Banks v Cadwalladr: some thoughts

If long litigation experience tells you one thing, it’s that “winning” and “losing” are relative concepts.

As newspapers reported, “Brexit bad boy”, Arron Banks has lost his case against investigative journalist Carole Cadwalladr.

It is hard not to feel great relief for Ms Cadwalladr at her vindication and victory and to feel that a blow has been struck for the public’s right to know and supporters of a free press. 

But a reading of the judgment certainly shows that it was a close-run thing, and that Mrs Justice Steyn’s detailed examination of the evidence, meticulous evaluation of the witnesses and careful balancing of relevant factors might well have yielded a different result. 

Banks has said he will appeal, and various lawyers have pointed out that there may well be grounds for doing so. The judge was careful to point out that the case was legitimately brought and was not fairly or aptly to be described as a strategic lawsuit against public participation (a SLAPP).

Banks has used the cushion of vast wealth to pass vaguely humorous comment and it is doubtful that Ms Cadwalladr will be unaffected by the years of financial and professional stress the case entailed.

The case was not a simple finding that statements were not libellous because they were correct. 

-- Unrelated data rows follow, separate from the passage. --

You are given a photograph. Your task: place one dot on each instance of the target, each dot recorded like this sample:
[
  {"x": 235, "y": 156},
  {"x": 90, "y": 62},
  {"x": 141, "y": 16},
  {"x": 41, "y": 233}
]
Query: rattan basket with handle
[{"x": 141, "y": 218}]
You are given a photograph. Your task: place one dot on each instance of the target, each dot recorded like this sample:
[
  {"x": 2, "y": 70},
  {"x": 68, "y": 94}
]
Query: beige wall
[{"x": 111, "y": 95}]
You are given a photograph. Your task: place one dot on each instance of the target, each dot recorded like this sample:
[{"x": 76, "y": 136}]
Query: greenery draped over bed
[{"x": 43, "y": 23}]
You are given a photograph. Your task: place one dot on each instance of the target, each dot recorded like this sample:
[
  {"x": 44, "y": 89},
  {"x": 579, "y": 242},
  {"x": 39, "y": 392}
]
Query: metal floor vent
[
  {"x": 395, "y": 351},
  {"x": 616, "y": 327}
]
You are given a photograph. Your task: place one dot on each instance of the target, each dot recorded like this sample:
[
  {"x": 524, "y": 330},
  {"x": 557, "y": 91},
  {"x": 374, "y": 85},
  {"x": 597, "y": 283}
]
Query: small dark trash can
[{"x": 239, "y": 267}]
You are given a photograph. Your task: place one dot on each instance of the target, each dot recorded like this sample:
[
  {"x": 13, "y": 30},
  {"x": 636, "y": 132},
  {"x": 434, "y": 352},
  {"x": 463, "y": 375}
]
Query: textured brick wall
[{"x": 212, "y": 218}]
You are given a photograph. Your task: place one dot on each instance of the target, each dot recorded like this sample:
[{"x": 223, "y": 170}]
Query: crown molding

What Ms Cadwalladr actually alleged in the broadcast under consideration and the follow up tweet could not be shown to be true and did not bear the meaning she thought it had.

She could not prove that Banks had lied about accepting foreign funding of the Brexit campaign. But she had intended to convey that Banks had lied about a secret relationship with the Russian government and that there were grounds to investigate whether the source of his donations was illegal foreign funding.

The judge found that the relevant talk passed the threshold in the Defamation Act 2013 of having caused “serious harm to Banks’ reputation but the follow-up tweet did not. 

The real issue was whether Ms Cadwalladr believed that publication was in the public interest and whether that belief was reasonable. It was; but that conclusion was only reached following the detailed analysis of a huge amount of material. There were subsidiary issues about whether a subsequent change of circumstances affecting the reasonableness of the relevant belief might change things but in the end the judge held that this change did not mean that the serious harm test was now passed.

So this was probably the right result but was certainly not an easy victory, in any sense of the term.

And no-one should take away any sort of message that tweets are incapable of causing “serious harm”.

Mr Banks’ overall reputation does not emerge unscathed. Ms Cadwalladr will be scarred by the experience. She is understood to have been funded in part by well-wishers but certainly not all those costs will be recoverable.

I simply make the point that there is a time and place for litigation. There is even a time and place for defamation litigation.

But as wiser persons than me have commented, litigation is generally to be avoided. And the role of the experienced litigation lawyer is generally to try to get that satisfactorily achieved.

And so we await judgment, and lessons in the rather more lightweight saga of Vardy v Rooney.